みんなのつらい諸症状にくすっとクスリ―ななめちゃん

あったらいいな こんな楽しいお薬

 B型事業所の利用者さんたちが生み出したお薬第二弾は、「縦横化した考え方や関係性を斜めに傾ける」お薬。生きていると、どうしても縦の視点や横の視点にがんじがらめになってしまいます。私たちはいろんなことを押し付けられながら暮らしているのかもしれません。時には心を斜めに傾けて、「こうでなければならない」という呪縛から解き放たれることも必要ではないでしょうか。そんなことを世に問いかけるお薬です。
 一度~八九度まで、全三種あるという角度のバリエーションも魅力です。日々のコンディションに合わせた傾きを選んで欲しい。なんならもう、弱っている時なんかは一八〇度で横たわっていただきたい。
 パロディから生まれたこの商品パッケージには、現代人に必要な「斜めになることの重要性」が詰まっています。

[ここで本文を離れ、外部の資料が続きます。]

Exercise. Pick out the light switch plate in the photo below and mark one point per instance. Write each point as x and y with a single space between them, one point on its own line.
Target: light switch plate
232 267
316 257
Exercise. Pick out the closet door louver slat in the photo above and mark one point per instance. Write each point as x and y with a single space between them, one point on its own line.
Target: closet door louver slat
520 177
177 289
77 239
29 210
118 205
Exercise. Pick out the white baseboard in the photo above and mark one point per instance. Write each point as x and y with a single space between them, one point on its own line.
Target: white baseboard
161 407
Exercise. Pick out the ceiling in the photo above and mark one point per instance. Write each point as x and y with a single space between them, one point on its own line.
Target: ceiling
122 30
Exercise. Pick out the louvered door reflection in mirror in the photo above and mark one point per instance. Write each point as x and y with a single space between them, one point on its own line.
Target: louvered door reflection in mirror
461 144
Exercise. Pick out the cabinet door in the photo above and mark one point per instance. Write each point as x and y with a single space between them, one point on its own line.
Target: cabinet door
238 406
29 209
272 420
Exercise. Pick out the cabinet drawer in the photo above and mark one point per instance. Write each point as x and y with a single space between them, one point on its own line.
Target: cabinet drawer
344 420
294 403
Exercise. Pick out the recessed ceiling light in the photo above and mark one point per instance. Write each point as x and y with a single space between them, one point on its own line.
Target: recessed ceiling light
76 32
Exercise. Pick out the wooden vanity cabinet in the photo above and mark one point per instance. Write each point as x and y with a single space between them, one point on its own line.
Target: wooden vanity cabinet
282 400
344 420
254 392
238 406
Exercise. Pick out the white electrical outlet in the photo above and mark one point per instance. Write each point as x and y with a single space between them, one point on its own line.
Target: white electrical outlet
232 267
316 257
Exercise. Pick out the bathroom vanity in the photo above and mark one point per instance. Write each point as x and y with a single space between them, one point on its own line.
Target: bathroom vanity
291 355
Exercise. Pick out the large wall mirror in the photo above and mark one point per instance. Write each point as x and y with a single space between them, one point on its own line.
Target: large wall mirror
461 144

 今夏、精神病理学者の松本卓也さんは「斜め論」(筑摩書房刊)を出版されました。詳しい内容は著書に譲るとして、この本で著されている「空間の病理学」は現代のありようを見直すことができる論考です。そしてこの空間論のことをB型事業所の利用者さんにお話をしていたところ、その話からカタチとなったのが「ななめちゃん」という架空の商品パッケージです。
 注目したいのは斜め角度が三〇度から四五度となっている所です。斜め三〇度というのをいろいろな方に描いて貰ったところ、多くの方が水平から垂直へ三〇度起きている絵を描かれました。つまり横たわって起きられない状態から三〇度ぐらい起き上がってみようともとれます。
 人間は二足歩行をしていますが、もともとは不自然で頑張っているのかもしれません。休むことも大切でそのときは横になると思います。そして「ななめちゃん」は起き上がり立ち上がることを押しつけてない感じです。
 もう一つは元の商品パッケージから継承された表現ですが「繰り返し使える」とあります。これは「一度限り決定的」な経験がトラウマになったり、今日から酒はやめます!と垂直的に上りつめるのではなく「そのたびごとに」と、今日一日を「斜め的」に生きてみる。一日一日そのたびごとの積み重ねを示唆しているようにも受けとれます。
 描かれた方に内在していたものが表現されたのかもしれません。

小畑あきら

1960年生まれ京都出身。
対話之町京都ヲ目指ス上京を主宰。対話実践をする場としてのベンチ活動「置きベン」を展開する。